Walser hat über Bizet gemalt, Bie hat über Walser geschrieben, jetzt soll Peter Panter noch einmal über Bie … das ist zuviel.

Wenn ich mir so diesen schönen großen Band: »Das Theater« (bei Bruno Cassirer in Berlin) ansehe, dann vergesse ich ganz, dass ich eigentlich gar nichts von Musik verstehe. Mir kommt auf einmal alles so vertraut vor. Dabei muß ich bei jedem Bild nachsehen, wen es vorstellt. Aber wie entzückend bunt ist alles! Wie farbig, fein und zart! Das hat aber auch eine große Mühe gemacht, die Bilder so sorgfältig zu kolorieren! Nun, jetzt ist es reizend geworden, die pretiösen Gesichter sehen aus den Vermummungen lustig heraus – denn da sitzt es: Walser zeichnet immer Figurinen für ein Theater auf dem Theater. Er empfindet die Bühne als etwas, was sie heute leider nicht mehr ist, aber einmal war: als eine kulturelle Institution mit starker und ausgeprägter Überlieferung. Da darf man nicht fragen: warum ist dieses so und jenes so – das ist eben immer so gewesen, das genügt. Und so sehen denn – gerade bei den Dekorationsskizzen fällt das auf – alle Häuser ein bißchen ironisch aus, die Bäume sind keine Bäume, sondern Kulissen, die Berge keine Berge, die Fenster keine Fenster. Daher kein Wedekind, keine strengen Romeo und Julia.

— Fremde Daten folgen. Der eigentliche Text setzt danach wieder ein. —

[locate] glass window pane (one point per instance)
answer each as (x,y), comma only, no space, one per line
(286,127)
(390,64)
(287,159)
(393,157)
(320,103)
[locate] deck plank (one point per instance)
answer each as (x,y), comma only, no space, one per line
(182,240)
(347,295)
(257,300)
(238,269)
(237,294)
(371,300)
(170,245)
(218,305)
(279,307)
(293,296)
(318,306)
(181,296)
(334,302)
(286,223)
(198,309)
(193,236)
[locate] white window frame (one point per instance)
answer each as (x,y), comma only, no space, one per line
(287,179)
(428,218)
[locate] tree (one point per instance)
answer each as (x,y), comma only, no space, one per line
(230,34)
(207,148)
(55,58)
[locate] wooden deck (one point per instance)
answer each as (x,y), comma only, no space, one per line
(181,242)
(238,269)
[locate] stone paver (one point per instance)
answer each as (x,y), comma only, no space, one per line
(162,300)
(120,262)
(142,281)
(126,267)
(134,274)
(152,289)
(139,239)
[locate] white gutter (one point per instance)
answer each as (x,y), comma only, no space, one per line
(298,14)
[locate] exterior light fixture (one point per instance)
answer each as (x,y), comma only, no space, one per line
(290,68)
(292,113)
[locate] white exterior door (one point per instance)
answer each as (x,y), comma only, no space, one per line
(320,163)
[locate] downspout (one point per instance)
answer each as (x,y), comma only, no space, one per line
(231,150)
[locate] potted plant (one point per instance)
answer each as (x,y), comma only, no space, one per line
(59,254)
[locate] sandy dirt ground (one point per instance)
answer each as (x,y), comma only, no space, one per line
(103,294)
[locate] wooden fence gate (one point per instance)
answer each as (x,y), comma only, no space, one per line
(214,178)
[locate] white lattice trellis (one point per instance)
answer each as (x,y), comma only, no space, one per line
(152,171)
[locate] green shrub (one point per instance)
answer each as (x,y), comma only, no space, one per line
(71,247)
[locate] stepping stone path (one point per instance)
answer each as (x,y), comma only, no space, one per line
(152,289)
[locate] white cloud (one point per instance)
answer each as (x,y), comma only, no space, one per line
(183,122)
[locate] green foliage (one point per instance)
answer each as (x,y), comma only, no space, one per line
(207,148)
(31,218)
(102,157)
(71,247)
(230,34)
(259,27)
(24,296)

Aber das steht alles in der Vorrede, die Oscar Bie dazu geschrieben hat und die eine feine Fabel erzählt: die Geschichte, wie der Auteur der Vorrede der Susanne seines Mozart eben diese Vorrede diktiert. Und dass er der reizenden kleinen Person nur Kluges und Treffendes in der hübschesten Form zu sagen wagt – das kann man sich ja denken.

Peter Panter
Die Schaubühne, 04.09.1913, Nr. 36, S. 850.